The counterpart to the rebound effect is the reinforcement effect, which leads to additional savings as a result of increased efficiency. Reinforcement effects are desirable from an ecological and environmental policy perspective, as the socio-ecological transformation and energy transition must be accelerated against the backdrop of missed or inadequate environmental targets in the past.
This article empirically examines factors influencing rebound effects (and reinforcement effects) in companies and the mechanisms of their emergence.
With this in mind, the following research questions are examined: 1. which factors influence the occurrence of rebound effects (and reinforcement effects) in companies? 2. through which mechanisms do rebound effects (and reinforcement effects) occur in companies?
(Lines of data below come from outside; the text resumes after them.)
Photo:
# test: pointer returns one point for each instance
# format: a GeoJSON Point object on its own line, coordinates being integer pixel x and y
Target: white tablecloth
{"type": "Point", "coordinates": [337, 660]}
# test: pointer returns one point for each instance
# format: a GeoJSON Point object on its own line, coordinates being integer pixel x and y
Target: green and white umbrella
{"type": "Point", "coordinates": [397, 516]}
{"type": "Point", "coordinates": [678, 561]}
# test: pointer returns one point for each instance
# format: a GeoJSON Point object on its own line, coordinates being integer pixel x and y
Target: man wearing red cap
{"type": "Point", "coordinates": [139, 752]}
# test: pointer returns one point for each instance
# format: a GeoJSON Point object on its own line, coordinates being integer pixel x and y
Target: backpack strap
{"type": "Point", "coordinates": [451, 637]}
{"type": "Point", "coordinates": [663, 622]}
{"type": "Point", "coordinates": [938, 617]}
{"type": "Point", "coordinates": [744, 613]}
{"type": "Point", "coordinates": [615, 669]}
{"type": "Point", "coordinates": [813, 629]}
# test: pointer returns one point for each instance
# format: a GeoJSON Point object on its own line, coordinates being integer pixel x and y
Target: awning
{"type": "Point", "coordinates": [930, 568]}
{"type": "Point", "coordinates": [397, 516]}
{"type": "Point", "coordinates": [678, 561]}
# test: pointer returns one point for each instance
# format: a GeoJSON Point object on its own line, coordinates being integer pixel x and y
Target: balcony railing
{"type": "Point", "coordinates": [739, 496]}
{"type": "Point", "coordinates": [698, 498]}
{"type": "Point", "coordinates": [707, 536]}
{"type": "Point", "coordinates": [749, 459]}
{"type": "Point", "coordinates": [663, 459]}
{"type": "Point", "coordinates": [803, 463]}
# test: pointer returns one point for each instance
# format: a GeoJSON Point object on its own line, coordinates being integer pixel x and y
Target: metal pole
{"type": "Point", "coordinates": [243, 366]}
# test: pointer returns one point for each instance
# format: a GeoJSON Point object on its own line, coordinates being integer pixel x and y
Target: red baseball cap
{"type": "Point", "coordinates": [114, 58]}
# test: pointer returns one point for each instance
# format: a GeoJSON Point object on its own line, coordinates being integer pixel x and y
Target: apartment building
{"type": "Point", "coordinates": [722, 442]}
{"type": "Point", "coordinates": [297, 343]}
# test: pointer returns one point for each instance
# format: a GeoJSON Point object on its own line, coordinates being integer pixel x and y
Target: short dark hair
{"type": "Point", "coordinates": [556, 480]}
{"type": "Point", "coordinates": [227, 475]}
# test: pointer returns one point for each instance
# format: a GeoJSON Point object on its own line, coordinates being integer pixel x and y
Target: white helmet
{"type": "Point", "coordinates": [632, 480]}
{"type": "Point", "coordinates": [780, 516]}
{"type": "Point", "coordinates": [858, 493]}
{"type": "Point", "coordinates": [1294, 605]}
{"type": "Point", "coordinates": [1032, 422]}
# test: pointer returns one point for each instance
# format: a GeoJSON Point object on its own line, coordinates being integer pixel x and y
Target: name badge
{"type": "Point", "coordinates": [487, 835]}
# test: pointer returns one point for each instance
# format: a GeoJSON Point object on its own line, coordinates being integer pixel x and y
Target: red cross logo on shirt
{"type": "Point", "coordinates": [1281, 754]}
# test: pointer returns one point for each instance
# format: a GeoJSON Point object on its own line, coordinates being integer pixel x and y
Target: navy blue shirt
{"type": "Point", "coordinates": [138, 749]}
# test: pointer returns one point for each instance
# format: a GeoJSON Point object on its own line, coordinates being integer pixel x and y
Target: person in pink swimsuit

The study shows that the occurrence of rebound effects in companies is primarily related to the size of the company and the distribution of decision-making authority on energy efficiency issues within the company, as well as the company's objectives. Companies with stronger manifestations of these characteristics use the funds saved through energy efficiency measures ("EEM-slack") more frequently for production increases, which leads to direct rebound effects in particular. However, companies use these funds even more frequently for general corporate financing, seemingly regardless of the influencing factors. This makes it difficult to identify and therefore avoid rebound effects in a targeted manner. As it is a declared and prioritized goal of most companies to increase their production capacities, competitiveness and productivity, it is also obvious that the EEM slack that flows into general corporate financing is used in an energy-intensive manner. In this sense, it can be assumed that companies primarily experience indirect rebound effects. The fact that increasing productivity and production increases are prioritised also translates into internal company processes related to energy efficiency measures, which can lead to direct rebound effects. The expansion of production capacity or the passing on of cost savings to customers through lower prices as a result of energy efficiency measures is already planned in companies together with the efficiency measure. Hence, the EEM-slack is absorbed by the expenditure required to increase production.